# sweep up into



## litchi

Bonjour,

J'ai du mal à comprendre cette utilisation du verbe sweep up :
"They discovered enormous tunnels of stone, most of them carved until they *seemed to sweep up into* majestic arches and vaults."

Pouvez-vous m'éclairer ?

Pour l'instant, j'ai contourné la difficulté ainsi:
"Ils découvrirent d'énormes tunnels de pierre dont la plupart étaient creusés de telle façon qu’ils semblaient ornés/coiffés/surmontés de voûtes et d’arcs majestueux."


----------



## Keith Bradford

To sweep (up/down) = monter/descendre de façon majestueuse.  P.ex:

_The princess swept down the grand staircase.
The mountains of Mourne sweep down to the sea._  (Voir chanson populaire du 19e The Mountains of Mourne - Wikipedia)


----------



## litchi

Ok merci !
Mais la tournure " carved until they seemed to sweep up into" est franchement complexe, non ?


----------



## Itisi

Je ne sais pas si ça veut dire que les parois sont _sculptées_ dans leur partie inférieure puis semblent etc, ou si les tunnels sont _creusés_, avec des parois semblant s'élever pour former etc...


----------



## litchi

Oui, le sens du "until" n'est pas clair non plus à mes yeux...


----------



## Itisi

Non, et pour moi, ça pourrait dépendre du sens de 'carved'.


----------



## Keith Bradford

Pour moi :
Carved = sculptés
Until = jusqu'au point où...​Sans en voir une photo il est difficile de deviner davantage.
​


----------



## Itisi

Oui, *Keith*, ça fait plus sens avec 'until'.  La sculpture serait à hauteur d'homme seulement.


----------



## joelooc

_jusqu'à ce qu'elles s'élancent en de majestueuses arches_
s'élancer me paraît convenir à la fois pour le mouvement et le style
carved : creusés à même la roche


----------



## litchi

@joelooc : J'aime l'idée de s'élancer mais si carved = creusé pour vous alors vous ne comprenez pas la phrase comme Itisi et Keith Bradford ?
Et quel sens donnez-vous alors à ce "jusqu'à" ?


----------



## joelooc

Je vois ça comme des boyaux grossièrement creusés à même la roche jusqu'à déboucher dans une salle plus vaste, mais je n'ai pas le contexte suffisant pour être catégorique. Les avis de Itisi et Keith Bradford sont généralement plus "pointus" que les miens. Ne considérez ma suggestion que comme une potentialité en l'occurence.


----------



## litchi

Ah oui, donc des tunnels bas de plafond creusés dans la roche qui débouchent (until) sur de grandes cavernes dont les plafonds s'élèvent en arches majestueuses ?
@Keith Bradford et @Itisi, vous en pensez quoi ?
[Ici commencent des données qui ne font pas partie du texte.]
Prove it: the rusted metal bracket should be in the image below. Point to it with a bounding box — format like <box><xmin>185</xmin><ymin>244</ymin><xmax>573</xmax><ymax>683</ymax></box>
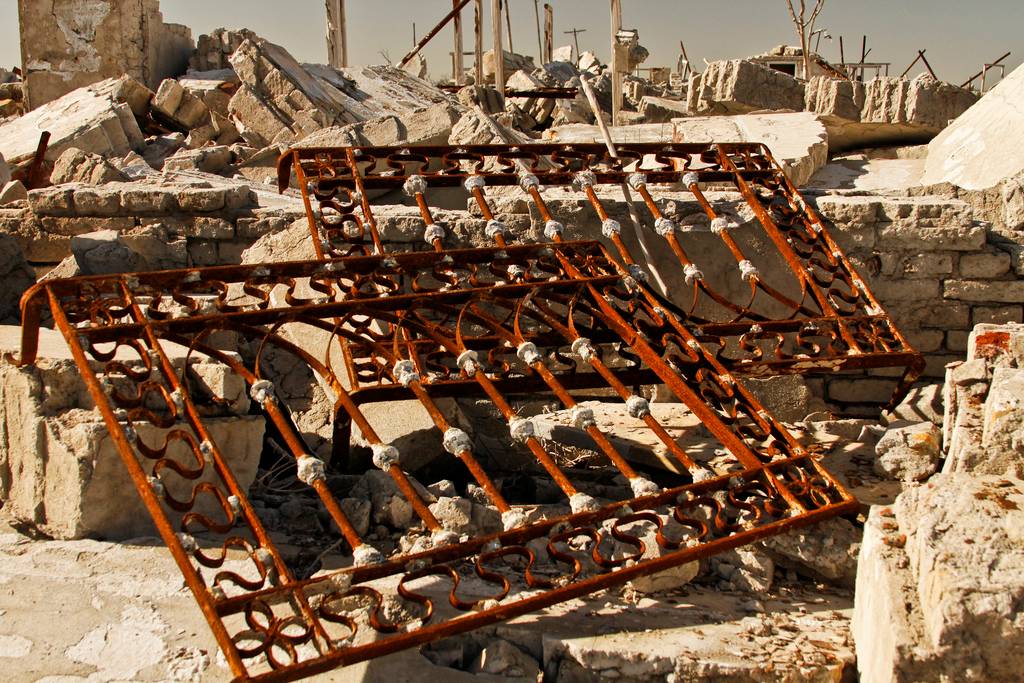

"Ils découvrirent d'énormes tunnels dont la plupart, creusés dans la roche, s'élançaient/finissaient par s'élancer en voûtes et arcs majestueux." ?


----------



## Itisi

Tant qu'on n'aura pas la photo...

Mais ce n'est pas 'most of them carved' suivi d'une virgule...


----------



## litchi

Pas de photo désolée  Mais est-ce que ce sens vous semble plausible ?
Ce qui me pousse du côté de cette interprétation, c'est qu'il n'y a pas vraiment de détails qui viennent confirmer la présence de sculptures sur les parois.

Sinon, oui, j'ai modifié la syntaxe pour gagner en légèreté. Traduire until littéralement serait une erreur je pense. Il ne me semblait pas avoir trahi le sens proposé par Joelooc, si ?


----------



## Itisi

'tunnels of stone' ne donne pas l'idée de 'boyaux grossièrements creusés à même la roche', ni 'carved'.


----------



## litchi

Non, vous avez raison, il n'y a pas l'idée de "grossièrement", mais vous-même disiez qu'on pouvait comprendre "carved" comme "creusé", non ?


----------



## Itisi

C'est 'découpé'.


----------



## litchi

Je ne vois pas bien comment faire une phrase avec "découper" je vous avouerais...


----------



## Itisi

C'était juste pour dire que ça ne donne pas l'idée de grossièrement creusé.

Je ne sais pas ce que je pourrais ajouter d'utile, là...


----------



## litchi

Est-ce que ma proposition de trad en #12 peut convenir selon vous ? Je n'y inclus pas l'idée de "grossièrement".


----------



## Keith Bradford

Pour moi #12 est bon.


----------



## petit1

sculptés (entaillés) au point de sembler s'élancer en ... arches majestueuses
si bien sculptés / si habilement (si bien) découpés qu'ils semblaient s'élancer en ...


----------



## litchi

Ah, petit1, du coup ça rejoindrait ma proposition en #1 ?


----------



## petit1

Oui plus ou moins, avec l'apport des autres réflexions faites par Itisi et Keith.
Est-ce la description de lieux fictifs ou de lieux réels? Lesquels dans ce cas?


----------



## litchi

Non, ce sont des lieux fictifs.

Alors ça donnerait :
"Ils découvrirent d'énormes tunnels de pierre creusés/sculptés/découpés pour la plupart de telle façon qu’ils semblaient s'élancer en voûtes et arcs majestueux."
ou bien
"Ils découvrirent d'énormes tunnels de pierre si habilement creusés/sculptés/découpés pour la plupart qu’ils semblaient s'élancer en voûtes et arcs majestueux."


----------



## Itisi

Pourquoi 'habilement' ?  Les lecteurs peuvent s'en rendre compte d'eux-même d'après la description telle que l''auteur l'a écrite !


----------



## litchi

Oui, ce n'est pas nécessaire en effet.


----------



## petit1

Itisi said:


> Pourquoi 'habilement' ? Les lecteurs peuvent s'en rendre compte d'eux-même d'après la description telle que l''auteur l'a écrite


Je sais bien. Le problème c'est qu'un adverbe est inévitable avec le genre de construction que j'avais employé dans ma phrase (si ... creusé que)

La 1ère phrase de Litchi au post 25 évite cet écueil.


----------



## petit1

qui s'élançaient jusqu'à former des ...


----------